Review: The Prince by Sylvain Reynard

The unveiling of a set of priceless illustrations of Dante’s Divine Comedy at the Uffizi Gallery exposes the unsuspecting Professor Gabriel Emerson and his beloved wife, Julianne, to a mysterious and dangerous enemy.

Unbeknownst to the Professor, the illustrations he secretly acquired years ago were stolen a century earlier from the ruler of Florence’s underworld. Now one of the most dangerous beings in Italy is determined to reclaim his prized artwork and exact revenge on the Emersons, but not before he uncovers something disturbing about Julianne …

Set in the city of Florence, “The Prince” is a prequel novella to “The Raven,” which is the first book in the new Florentine Series Trilogy by Sylvain Reynard.

“The Prince” can be read as a standalone but readers of The Gabriel Series may be curious about the connection between The Professor’s world and the dark, secret underworld of “The Prince.”

3.5 Stars by Jennifer Hagen

I found this novella difficult to rate because it is so far out of my comfort zone in terms of reading.  I normally don’t read paranormal and I find it hard to relate to stories being told from the “underworld.”  I’m strictly a black-on-white kinda gal, and I am not capable of seeing things outside the box.  Having said that, the reason that I was initially intrigued by this storyline and had me wanting to read this, was simply the fact that Professor Emerson and Julianne were mentioned.   I don’t want to be cruel, but I have to say that I wished their ending would have stayed as it was at the conclusion of Gabriel’s Redemption.  To want more of their story, and to be subjected to paranormal when it isn’t your genre, was not my cup of tea.  There is also extreme violence between underworld councils and I was uncomfortable with the amount of beheading.
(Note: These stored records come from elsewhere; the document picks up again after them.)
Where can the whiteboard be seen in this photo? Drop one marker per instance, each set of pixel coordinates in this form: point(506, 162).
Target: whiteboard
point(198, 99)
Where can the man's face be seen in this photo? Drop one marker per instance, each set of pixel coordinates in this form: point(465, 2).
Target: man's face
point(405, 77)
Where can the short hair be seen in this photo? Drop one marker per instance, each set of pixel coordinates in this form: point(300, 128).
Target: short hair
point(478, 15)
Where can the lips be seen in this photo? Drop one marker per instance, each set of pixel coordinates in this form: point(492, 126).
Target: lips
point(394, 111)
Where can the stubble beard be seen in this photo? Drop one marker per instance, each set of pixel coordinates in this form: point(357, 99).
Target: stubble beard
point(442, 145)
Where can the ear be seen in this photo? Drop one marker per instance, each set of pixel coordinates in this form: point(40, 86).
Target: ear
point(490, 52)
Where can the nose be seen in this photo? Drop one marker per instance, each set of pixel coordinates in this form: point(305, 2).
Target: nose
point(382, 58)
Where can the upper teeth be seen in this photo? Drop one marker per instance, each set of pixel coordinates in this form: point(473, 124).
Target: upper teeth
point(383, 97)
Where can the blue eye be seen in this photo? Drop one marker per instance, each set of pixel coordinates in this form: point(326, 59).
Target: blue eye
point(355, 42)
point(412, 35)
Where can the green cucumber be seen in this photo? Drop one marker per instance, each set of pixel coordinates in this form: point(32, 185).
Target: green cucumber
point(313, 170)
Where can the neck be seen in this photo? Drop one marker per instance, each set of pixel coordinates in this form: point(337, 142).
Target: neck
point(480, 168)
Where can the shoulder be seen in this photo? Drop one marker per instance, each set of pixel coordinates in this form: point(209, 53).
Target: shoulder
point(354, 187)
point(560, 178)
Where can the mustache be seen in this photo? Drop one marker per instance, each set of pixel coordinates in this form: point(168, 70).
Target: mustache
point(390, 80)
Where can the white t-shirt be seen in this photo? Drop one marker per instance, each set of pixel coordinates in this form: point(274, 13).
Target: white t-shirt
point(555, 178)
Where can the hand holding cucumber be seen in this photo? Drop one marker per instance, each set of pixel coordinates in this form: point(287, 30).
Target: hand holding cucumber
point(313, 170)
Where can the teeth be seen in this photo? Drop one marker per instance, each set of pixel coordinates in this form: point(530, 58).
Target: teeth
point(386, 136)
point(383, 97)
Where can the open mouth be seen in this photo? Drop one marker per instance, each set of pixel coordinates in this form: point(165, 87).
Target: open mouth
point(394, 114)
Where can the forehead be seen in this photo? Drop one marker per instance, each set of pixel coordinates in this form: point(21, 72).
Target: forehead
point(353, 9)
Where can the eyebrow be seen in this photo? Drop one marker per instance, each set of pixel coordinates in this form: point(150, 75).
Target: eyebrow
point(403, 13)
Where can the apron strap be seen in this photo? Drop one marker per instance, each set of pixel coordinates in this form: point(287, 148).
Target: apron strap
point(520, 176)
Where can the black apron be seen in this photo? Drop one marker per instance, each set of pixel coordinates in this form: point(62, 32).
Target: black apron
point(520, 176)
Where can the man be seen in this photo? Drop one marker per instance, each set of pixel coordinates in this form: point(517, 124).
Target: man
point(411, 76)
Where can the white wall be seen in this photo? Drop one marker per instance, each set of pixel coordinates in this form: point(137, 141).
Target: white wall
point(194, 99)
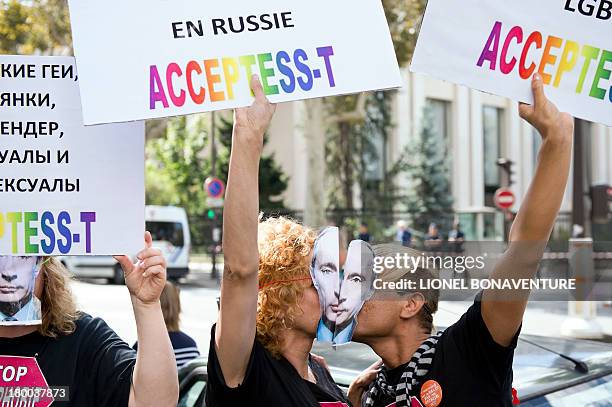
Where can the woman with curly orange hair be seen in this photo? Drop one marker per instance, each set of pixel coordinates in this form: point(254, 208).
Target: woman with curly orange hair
point(269, 309)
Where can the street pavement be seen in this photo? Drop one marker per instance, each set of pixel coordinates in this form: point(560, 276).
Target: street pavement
point(198, 300)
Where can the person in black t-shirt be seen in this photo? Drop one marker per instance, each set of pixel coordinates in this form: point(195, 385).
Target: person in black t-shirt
point(470, 363)
point(269, 309)
point(81, 353)
point(185, 348)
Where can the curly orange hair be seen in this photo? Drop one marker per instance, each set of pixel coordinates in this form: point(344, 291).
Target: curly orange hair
point(285, 249)
point(59, 311)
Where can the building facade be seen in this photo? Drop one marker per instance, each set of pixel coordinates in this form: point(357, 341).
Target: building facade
point(478, 128)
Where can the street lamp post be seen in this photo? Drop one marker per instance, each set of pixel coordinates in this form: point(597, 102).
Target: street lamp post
point(213, 165)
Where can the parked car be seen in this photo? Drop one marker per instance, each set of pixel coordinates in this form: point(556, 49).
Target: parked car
point(169, 228)
point(542, 377)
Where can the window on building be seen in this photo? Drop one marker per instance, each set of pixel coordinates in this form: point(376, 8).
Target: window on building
point(492, 123)
point(440, 111)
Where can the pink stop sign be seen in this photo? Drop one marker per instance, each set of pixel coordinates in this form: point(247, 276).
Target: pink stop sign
point(22, 383)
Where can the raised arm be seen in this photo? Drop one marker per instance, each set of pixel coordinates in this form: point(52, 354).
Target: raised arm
point(502, 311)
point(154, 381)
point(235, 332)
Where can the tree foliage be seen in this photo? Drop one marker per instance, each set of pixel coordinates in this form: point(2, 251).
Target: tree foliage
point(37, 26)
point(177, 168)
point(354, 132)
point(429, 198)
point(272, 181)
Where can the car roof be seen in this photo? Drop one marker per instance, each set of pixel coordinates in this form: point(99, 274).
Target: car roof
point(536, 371)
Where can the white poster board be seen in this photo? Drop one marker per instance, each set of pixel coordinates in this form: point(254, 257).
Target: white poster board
point(65, 189)
point(144, 59)
point(496, 46)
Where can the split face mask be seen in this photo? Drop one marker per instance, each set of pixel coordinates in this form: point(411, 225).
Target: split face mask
point(18, 305)
point(343, 289)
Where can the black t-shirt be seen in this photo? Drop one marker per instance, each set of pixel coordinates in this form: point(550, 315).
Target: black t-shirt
point(93, 362)
point(271, 382)
point(469, 366)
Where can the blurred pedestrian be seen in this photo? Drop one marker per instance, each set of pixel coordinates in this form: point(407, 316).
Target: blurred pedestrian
point(456, 237)
point(403, 233)
point(185, 348)
point(364, 234)
point(433, 240)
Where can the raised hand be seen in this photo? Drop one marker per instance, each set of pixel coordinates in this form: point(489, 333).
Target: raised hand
point(544, 115)
point(146, 278)
point(250, 123)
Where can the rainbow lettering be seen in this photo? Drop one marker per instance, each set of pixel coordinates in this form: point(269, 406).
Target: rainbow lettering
point(216, 80)
point(572, 56)
point(45, 233)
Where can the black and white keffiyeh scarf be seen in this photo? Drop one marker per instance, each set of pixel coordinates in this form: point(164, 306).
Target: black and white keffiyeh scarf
point(415, 370)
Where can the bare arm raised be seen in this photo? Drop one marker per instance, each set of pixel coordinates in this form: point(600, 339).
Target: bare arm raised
point(235, 332)
point(531, 229)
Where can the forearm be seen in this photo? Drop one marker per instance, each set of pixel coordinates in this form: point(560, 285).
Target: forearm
point(542, 202)
point(242, 207)
point(155, 379)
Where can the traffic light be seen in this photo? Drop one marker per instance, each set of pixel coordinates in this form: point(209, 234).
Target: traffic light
point(506, 165)
point(601, 198)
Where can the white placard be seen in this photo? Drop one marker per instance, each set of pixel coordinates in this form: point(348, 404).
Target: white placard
point(497, 45)
point(65, 189)
point(143, 59)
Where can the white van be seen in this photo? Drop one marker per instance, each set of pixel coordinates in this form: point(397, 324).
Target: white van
point(170, 230)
The Prince is the leader of the underworld, and has been around for centuries.  He has unique characteristics that make him superlative to humans in that his senses are heightened and he has the speed of a lion.  If you recall, Professor Emerson acquired Botticelli illustrations and donated them to an art museum in Italy.  The Prince was the original owner of these illustrations and they were stolen from him hundreds of years ago.  He wants them back, and it is unfortunate that the Professor is the current owner of them.

The professor would pay for his thievery, and his wife would mourn him.  In those events, justice would be served.

This is just the beginning to the new Florentine series and is a prequel as to what is to come in the upcoming full-length novel, The Raven.   I was happy to see that Professor Emerson and Julianne are still madly in love with one another and he continues to worship her.   I was also happy to see that the snarky narrator still likes to sneak in a dig or two.